The researchers note in their study that high TMB and high HED are independent of each other, but the combined outcome of the two led to benefits from immunotherapy drugs that were greater than either of these effects on their own. “These are the yin and yang of T cell–based immune checkpoint treatment,” Dr. Chan says. “High TMB is less useful if a person is unable to present the mutations to the immune system. Having a high HED allows that to happen.”

Finding New Ways to Measure Genetic Diversity

Recent immunotherapy clinical trials have begun to include TMB in their evaluation of how effective checkpoint inhibitors are, Dr. Chan notes. “But among different trials, there is great variation in the role that TMB plays. No one has been able to figure out what’s going on,” he says. “It turns out, we should also be looking at HLA diversity. This finding may account for the unexplained variation that’s seen in the role of TMB in immunotherapy trials.”

He adds that it may also account for the different response rates that have been observed in different parts of the world. HED can vary dramatically depending on where someone lives.

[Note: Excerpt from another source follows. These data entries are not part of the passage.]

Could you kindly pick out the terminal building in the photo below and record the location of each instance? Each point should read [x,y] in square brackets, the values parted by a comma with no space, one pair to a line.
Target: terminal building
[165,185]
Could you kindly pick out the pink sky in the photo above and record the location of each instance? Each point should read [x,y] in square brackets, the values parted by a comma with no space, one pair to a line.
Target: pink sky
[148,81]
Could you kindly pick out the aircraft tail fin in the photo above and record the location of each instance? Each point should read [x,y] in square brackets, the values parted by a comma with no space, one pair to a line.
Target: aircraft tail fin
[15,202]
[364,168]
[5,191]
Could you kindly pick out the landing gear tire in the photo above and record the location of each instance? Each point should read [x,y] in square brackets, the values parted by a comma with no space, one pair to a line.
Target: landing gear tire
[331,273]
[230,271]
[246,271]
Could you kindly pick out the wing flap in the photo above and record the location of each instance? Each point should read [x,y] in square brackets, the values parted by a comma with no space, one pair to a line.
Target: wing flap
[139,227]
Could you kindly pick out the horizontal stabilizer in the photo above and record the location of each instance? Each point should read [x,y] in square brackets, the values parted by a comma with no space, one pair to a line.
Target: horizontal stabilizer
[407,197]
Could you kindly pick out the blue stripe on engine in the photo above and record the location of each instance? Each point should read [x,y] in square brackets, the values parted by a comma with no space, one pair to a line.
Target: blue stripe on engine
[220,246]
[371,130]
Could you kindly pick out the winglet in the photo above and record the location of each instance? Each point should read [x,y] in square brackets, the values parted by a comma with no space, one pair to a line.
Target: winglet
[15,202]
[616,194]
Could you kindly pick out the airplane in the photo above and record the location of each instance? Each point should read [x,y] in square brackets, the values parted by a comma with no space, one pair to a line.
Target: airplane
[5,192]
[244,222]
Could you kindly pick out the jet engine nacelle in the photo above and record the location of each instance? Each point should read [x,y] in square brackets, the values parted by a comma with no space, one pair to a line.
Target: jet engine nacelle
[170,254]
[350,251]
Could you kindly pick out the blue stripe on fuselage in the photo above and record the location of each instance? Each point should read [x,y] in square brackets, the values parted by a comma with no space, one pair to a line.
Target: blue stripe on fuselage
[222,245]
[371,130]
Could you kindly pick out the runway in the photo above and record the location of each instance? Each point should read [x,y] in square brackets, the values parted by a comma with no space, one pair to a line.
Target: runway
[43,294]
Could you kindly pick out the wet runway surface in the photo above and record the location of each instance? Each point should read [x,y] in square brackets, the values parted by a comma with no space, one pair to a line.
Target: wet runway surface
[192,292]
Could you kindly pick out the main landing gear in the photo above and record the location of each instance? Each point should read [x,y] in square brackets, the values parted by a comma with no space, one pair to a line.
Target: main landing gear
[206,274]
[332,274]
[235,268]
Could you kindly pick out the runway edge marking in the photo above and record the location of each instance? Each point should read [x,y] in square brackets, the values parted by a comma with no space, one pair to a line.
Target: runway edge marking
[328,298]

The investigators are now working to develop a standardized way to report HED, so that it can be incorporated into future clinical studies. Dr. Chan’s team is in the process of evaluating HED with industry partners using global phase III trial data. They hope that this measure can eventually become a regular part of cancer diagnosis and be used to match people with cancer with the most personalized treatments.

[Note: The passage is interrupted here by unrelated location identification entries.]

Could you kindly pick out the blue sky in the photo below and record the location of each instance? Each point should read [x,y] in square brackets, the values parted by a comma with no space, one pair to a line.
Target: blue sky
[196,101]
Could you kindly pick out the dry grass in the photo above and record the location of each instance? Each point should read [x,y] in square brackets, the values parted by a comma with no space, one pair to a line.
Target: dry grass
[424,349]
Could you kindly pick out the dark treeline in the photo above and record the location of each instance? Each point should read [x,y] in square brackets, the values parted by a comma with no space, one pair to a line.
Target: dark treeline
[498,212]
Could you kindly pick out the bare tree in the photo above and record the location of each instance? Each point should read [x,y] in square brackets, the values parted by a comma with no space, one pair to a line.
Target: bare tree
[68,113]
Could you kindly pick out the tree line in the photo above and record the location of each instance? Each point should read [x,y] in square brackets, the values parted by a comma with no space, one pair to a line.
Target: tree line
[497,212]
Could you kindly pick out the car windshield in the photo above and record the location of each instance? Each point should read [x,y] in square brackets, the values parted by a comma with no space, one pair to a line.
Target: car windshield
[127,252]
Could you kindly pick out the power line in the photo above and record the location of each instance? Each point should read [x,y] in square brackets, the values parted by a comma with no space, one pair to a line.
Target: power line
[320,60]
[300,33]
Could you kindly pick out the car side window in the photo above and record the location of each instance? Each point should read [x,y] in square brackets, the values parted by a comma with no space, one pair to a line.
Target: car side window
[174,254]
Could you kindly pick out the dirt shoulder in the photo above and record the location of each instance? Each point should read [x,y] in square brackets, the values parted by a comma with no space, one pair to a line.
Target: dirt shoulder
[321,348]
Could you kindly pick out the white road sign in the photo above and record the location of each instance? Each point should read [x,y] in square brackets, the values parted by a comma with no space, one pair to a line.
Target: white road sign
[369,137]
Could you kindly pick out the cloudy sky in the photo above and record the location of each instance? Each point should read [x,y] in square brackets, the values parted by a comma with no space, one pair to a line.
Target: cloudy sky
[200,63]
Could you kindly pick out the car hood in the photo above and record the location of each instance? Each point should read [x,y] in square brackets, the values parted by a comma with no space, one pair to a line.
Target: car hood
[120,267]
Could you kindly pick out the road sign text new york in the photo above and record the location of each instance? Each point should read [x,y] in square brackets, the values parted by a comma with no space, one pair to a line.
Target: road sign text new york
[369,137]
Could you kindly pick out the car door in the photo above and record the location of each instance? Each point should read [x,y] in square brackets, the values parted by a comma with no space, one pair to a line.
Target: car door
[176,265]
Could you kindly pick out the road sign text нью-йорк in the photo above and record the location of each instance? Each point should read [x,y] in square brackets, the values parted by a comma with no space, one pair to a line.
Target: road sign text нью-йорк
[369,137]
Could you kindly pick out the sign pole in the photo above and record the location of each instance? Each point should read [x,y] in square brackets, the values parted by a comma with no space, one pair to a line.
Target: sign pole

This research was funded by National Institutes of Health grants (R35 CA232097, RO1 CA205426, and P30 CA008748), the PaineWebber Chair in Cancer Genetics at MSK, and a German Research Foundation grant.

Dr. Chan has filed for a patent related to HED. Additionally, he is an inventor on a patent application filed by MSK relating to the use of TMB in cancer immunotherapy. MSK and the inventors may receive a share of revenue from license agreements relating to these patent applications. Dr. Chan is also a co-founder of Gritstone Oncology and holds equity. He acknowledges grant funding from Bristol-Myers Squibb, AstraZeneca, Illumina, Pfizer, An2H, and Eisai, and he has served as an adviser for Bristol-Myers Squibb, Illumina, Eisai, and An2H.